Inaugural Global Health Policy Summit

London, 01 August 2012

Distinguished guests,

Many of you here today may be asking a logical question: What is she doing here? Isn’t she the UNESCO Special Envoy for Education? An advocate for the right to education for all? The one who believes that education is too precious to be interrupted? Whether by conflict or disaster, manmade or natural. Or to put it in medical terms, “the Education obsessive compulsive one”?

So let me explain.

When my dear friend, Ara, came to see me with this idea of a summit for health, I paused for a few seconds to think about such a platform where issues of health can be tackled in different ways and from different angles; Where innovative ideas and antidotes for endemic and epidemic diseases can be explored; Where new approaches for quality accessible healthcare can be shared.

As an advocate of the UN M.D.Gs, I have seen with my own eyes the profound and positive role that education can play in lifting people out of poverty and helping them participate in, and contribute to, society. I have also seen how closely education is linked to health.

And not just in the sense that a healthy body means a healthy mind. But also in the sense that improved education automatically improves health.

For example, basic education for young mothers dramatically raises the chances of their babies' survival. You will know that a child born to a literate mother is 50 percent more likely to live past the age of five. So never under-estimate the power of education. And that’s exactly why I am here.

I have been hugely impressed by the potential of the innovations that have been identified as part of the preparation for today’s meeting, many of which will be showcased today. In fact, this Summit bears many similarities to a hugely successful international education collaboration that we run in Qatar.

Now in its fourth year, WISE - the World Innovation Summit for Education - brings together over a thousand decision-makers and practitioners from all over the world to support, nurture and promote innovation in education. This isn’t just a productive annual forum, but is also a permanent global network for the exchange, development and refinement of ideas.

The success of WISE also reflects the active and innovative contributions that Qatar has made to the global-isation of higher education and research over the past two decades. At Qatar Foundation's Education City we have partnered with some of the world's foremost research universities to offer research education programs to students of almost ninety nationalities.

More recently, Qatar has embarked on an ambitious major reform programme for health. This is reflected in our National Health Strategy, which aims to develop, within Qatar, world-leading research, education and health programs and institutions such as the Sidra Medical and Research Centre.

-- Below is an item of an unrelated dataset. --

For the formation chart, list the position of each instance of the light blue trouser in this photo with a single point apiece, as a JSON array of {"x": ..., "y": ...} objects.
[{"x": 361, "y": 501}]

Those of us gathered today at this Summit are from many diverse backgrounds and geographies, but we are all assembled here because we all know that many of the health issues we each face at home are in reality, global issues. I hardly need say that disease knows no borders - and neither can our efforts to coordinate and improve prevention and treatment.

The provision of quality and affordable health services is one of the most daunting challenges we face today. And the challenge goes further than the bounds of traditional healthcare programmes into preventative social policies and even beyond.

Innovation can perhaps provide answers to some of these challenges, but I feel it is important to stress that innovation can never lead us astray from the fundamental principles upon which we are all agreed; that health is a basic human right and the provision of an equitable, universal health service is the obligation on us that arises from that right.

We need to find new ways to tackle the global inequity arising from poor governance, pharmaceutical monopolies, corruption and again, lack of education.

These result in restrictions on access to affordable medicines - and the failure to support research into conditions that particularly affect the poor.

Looking to the future, I’m delighted to announce that next year’s Summit will take place in Doha with the support of Qatar Foundation.

Once again it will bring together health innovators and reformers from around the world to exchange ideas, learn from international experience and collaborate in developing the new solutions we so-urgently need.

We hope that this annual health summit will become a natural counterpart to our annual WISE event for the global education sector.

Today's summit represents the fruition of months of intensive work.

The seven reports published today, have been developed by international working groups, chaired by experts of the highest caliber. I will be interested to see how these reports are received today – and, more importantly, what changes we have made as a result by the next summit.

In the report on Primary care, I was particularly interested in the emphasis on prevention. In Qatar, we spend 10% of our 3 billion dollar annual budget on prevention, but this is not enough in a country with a tendency towards lifestyle diseases. We are committing to raising the proportion we spend on prevention – and next year we will have some new data to share with you.

So once again I would like to thank Lord Darzi for his dedication and commitment to launching this initiative.

He has made a powerful global commitment to supporting health reform and innovation.

I challenge all of you to do the same.